Tuesday, May 17, 2016

Mourning

I lost my first cat three months ago. It was a short but expensive and arduous process of googling everything possible (I'm an excellent googler) related to her illness/es, authorizing baffling tests and surgeries and medications, and the highs and lows of believing she would ultimately recover until the moment I woke up and discovered her body stiff next to me in the bed. She was a pet but she was my first real up close, personally responsible experience with death, and it was traumatic.

Grief is such an apt word for the feeling; it literally sounds how it feels. We buried her in my parents' backyard on Long Island and put a little wooden handwritten marker over it. The feeling of loss, emptiness and regret the last time I looked at her before closing the box still pops up in my head every now and then. In the supermarket I dread the pet aisle. It's been three months and we've left all of her cat towers and food bowls exactly where they always had been. Her medication is in the back of the cabinet, but I know it's there. I think of it less often now but I don't forget.

Guilt is a major factor, and self-recrimination. How I would have done things differently. I try not to dwell but it's impossible. I can't look at photos of the last trip we took before she got sick because they make me feel so selfish and irresponsible, because if I hadn't taken that trip, she would still be alive. I genuinely miss her, her posture, her chirps when I came home, her sighs.

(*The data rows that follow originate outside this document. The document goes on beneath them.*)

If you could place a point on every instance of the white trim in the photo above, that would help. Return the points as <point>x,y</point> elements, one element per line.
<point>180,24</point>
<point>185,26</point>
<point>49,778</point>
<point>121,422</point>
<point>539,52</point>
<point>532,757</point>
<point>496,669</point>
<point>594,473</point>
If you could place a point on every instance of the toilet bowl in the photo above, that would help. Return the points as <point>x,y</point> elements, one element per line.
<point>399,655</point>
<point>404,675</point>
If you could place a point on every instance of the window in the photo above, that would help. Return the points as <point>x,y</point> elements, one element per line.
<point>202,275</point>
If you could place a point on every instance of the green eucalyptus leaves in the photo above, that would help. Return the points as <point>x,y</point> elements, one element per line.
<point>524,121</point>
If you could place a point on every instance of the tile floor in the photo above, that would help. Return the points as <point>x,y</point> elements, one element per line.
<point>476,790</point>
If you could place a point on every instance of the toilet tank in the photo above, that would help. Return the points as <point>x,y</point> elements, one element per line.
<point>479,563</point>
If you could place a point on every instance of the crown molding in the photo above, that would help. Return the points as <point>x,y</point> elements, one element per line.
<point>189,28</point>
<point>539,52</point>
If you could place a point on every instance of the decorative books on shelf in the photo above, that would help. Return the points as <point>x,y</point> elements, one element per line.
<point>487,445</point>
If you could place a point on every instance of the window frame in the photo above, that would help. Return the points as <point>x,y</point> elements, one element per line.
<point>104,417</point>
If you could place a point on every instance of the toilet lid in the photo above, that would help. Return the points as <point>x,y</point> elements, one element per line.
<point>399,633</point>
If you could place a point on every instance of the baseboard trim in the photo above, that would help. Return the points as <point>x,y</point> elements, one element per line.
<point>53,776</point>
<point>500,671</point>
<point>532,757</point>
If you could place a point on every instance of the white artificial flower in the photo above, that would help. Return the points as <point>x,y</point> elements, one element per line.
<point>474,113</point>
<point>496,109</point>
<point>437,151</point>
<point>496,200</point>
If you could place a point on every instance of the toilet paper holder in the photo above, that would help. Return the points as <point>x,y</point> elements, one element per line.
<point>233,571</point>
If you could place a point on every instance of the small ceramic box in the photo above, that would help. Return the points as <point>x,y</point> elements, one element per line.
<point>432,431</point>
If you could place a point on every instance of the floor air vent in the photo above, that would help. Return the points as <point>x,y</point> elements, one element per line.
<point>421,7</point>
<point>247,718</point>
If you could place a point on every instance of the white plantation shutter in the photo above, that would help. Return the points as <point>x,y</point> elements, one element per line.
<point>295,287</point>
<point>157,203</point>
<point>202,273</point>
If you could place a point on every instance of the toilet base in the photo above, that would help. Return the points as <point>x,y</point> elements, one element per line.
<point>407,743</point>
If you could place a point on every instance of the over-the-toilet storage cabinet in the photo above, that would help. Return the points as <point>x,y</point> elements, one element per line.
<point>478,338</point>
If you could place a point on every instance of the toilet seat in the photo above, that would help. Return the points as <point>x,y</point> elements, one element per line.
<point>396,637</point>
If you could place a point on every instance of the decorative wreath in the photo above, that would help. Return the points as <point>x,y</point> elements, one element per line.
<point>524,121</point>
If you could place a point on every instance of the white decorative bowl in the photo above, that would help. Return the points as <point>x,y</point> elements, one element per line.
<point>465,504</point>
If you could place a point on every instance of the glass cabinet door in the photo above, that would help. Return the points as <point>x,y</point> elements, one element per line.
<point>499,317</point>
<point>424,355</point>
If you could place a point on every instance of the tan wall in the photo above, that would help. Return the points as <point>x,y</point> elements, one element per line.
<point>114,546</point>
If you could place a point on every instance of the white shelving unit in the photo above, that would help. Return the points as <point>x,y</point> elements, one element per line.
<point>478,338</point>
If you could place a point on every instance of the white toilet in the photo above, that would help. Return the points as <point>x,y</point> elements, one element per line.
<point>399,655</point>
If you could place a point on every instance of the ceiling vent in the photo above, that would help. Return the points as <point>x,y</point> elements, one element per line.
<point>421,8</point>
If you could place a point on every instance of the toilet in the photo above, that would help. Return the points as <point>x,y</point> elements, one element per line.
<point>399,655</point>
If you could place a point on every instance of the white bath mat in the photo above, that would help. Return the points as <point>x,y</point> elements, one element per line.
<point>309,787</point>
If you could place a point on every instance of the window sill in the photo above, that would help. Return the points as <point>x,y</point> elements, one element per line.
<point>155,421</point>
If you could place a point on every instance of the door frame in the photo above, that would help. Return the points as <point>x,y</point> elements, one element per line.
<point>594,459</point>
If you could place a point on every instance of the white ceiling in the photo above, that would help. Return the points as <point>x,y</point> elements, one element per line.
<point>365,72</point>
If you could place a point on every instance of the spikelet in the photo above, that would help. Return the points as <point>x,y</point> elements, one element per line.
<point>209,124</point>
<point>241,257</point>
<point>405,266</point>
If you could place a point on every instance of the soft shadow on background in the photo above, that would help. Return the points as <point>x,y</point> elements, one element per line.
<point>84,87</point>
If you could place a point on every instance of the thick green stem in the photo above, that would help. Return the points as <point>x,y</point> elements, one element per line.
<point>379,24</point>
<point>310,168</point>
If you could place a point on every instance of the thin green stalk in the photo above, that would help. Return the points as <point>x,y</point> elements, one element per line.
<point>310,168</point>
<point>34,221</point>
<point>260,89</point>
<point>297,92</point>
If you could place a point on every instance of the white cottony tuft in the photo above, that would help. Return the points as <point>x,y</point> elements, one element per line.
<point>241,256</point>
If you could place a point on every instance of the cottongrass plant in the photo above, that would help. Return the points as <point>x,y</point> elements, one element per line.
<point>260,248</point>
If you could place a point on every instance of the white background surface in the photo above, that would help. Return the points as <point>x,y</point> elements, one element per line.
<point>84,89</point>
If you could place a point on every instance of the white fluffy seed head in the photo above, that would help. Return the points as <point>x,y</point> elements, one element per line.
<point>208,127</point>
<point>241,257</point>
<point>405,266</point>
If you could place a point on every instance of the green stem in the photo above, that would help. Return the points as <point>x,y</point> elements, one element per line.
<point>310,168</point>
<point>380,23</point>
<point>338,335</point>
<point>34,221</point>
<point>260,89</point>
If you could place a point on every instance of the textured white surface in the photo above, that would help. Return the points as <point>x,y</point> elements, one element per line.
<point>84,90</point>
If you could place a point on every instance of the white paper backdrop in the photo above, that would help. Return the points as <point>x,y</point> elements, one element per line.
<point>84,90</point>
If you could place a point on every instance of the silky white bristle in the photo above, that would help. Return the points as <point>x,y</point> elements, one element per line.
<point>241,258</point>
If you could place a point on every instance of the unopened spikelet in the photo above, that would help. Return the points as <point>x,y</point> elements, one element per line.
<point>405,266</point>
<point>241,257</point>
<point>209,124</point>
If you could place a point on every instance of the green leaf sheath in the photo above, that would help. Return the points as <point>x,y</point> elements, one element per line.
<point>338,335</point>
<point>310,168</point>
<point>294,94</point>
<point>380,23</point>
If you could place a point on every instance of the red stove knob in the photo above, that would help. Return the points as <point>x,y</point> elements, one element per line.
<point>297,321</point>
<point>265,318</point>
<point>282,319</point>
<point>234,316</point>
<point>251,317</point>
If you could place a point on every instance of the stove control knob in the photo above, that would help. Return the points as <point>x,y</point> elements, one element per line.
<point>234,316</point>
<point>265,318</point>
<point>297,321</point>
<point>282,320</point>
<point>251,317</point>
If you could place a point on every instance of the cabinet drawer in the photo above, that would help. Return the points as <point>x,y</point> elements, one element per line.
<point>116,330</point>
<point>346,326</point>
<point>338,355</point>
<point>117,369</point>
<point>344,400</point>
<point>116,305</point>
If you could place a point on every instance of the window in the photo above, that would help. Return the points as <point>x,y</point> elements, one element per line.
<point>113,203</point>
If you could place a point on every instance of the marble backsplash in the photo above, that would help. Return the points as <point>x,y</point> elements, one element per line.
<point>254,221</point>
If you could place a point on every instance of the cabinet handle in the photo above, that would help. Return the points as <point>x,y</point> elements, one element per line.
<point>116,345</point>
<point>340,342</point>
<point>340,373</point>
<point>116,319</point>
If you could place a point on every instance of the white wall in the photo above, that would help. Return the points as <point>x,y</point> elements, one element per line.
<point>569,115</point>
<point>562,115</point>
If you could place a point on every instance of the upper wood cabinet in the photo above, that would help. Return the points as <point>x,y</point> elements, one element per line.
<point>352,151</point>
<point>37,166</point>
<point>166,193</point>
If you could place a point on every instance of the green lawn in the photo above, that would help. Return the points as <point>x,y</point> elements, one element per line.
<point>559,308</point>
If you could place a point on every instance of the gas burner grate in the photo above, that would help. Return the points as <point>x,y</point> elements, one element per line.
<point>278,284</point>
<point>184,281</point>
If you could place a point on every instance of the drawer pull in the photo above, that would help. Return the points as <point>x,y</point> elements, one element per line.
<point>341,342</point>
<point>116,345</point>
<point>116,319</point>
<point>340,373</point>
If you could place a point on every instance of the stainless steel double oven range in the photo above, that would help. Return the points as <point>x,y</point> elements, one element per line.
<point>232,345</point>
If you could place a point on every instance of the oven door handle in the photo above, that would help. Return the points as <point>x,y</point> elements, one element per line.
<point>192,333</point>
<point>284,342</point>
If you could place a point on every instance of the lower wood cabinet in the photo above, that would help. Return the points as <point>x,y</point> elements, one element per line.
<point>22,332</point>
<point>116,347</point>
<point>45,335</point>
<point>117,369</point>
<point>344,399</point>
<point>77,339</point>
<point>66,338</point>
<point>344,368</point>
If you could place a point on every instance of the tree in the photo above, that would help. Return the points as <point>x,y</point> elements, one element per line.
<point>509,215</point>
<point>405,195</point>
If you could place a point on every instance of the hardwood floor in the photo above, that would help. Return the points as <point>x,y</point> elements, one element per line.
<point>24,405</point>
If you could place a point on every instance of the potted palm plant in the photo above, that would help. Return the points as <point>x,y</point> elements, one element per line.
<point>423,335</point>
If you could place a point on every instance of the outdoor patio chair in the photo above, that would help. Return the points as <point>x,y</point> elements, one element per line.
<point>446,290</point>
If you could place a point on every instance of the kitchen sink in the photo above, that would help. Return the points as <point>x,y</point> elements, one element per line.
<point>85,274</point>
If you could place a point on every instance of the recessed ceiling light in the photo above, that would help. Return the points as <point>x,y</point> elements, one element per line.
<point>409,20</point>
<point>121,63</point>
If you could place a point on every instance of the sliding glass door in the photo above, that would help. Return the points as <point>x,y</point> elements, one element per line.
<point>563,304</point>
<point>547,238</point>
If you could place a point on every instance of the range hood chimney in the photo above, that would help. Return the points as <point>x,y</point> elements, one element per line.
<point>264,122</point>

The grief and sense of loss were also accompanied by a grim reminder of our own mortality. I feel much more aware of the fact that I am just an animal, and it's funny how you forget – all your trivial anxieties and ambitions and fears pale in the sense of scale of how many animals since the beginning of time have lived and died. I've always been fascinated by history, and now every time I see something from the past all I can think is that the person who wrote or painted or built this is dead. I'll be dead. Everyone I know will die and the earth will keep churning along and creating new animals and people who will also forget that they will die...until they do, or someone they love does. There's something that feels so unfair and uncompromising about this, but also in a small way, like a kind of cosmic justice. I don't think I'm morbidly depressed but I can see the appeal in existentialism. It does take a lot of the self-imposed pressure a person could feel when they consider that they are basically a genetic lottery of competitive, life producing cells. We're all a bunch of statistics, similar to the story of how predator birds will have two babies knowing one will have to die because they can only care for one, but that the odds for survival are increased with two. Many of us will have to be thrown away before our time. If you don't reproduce, are you a waste?

On the bright side, it's encouraged me to see a doctor and get on blood pressure medication.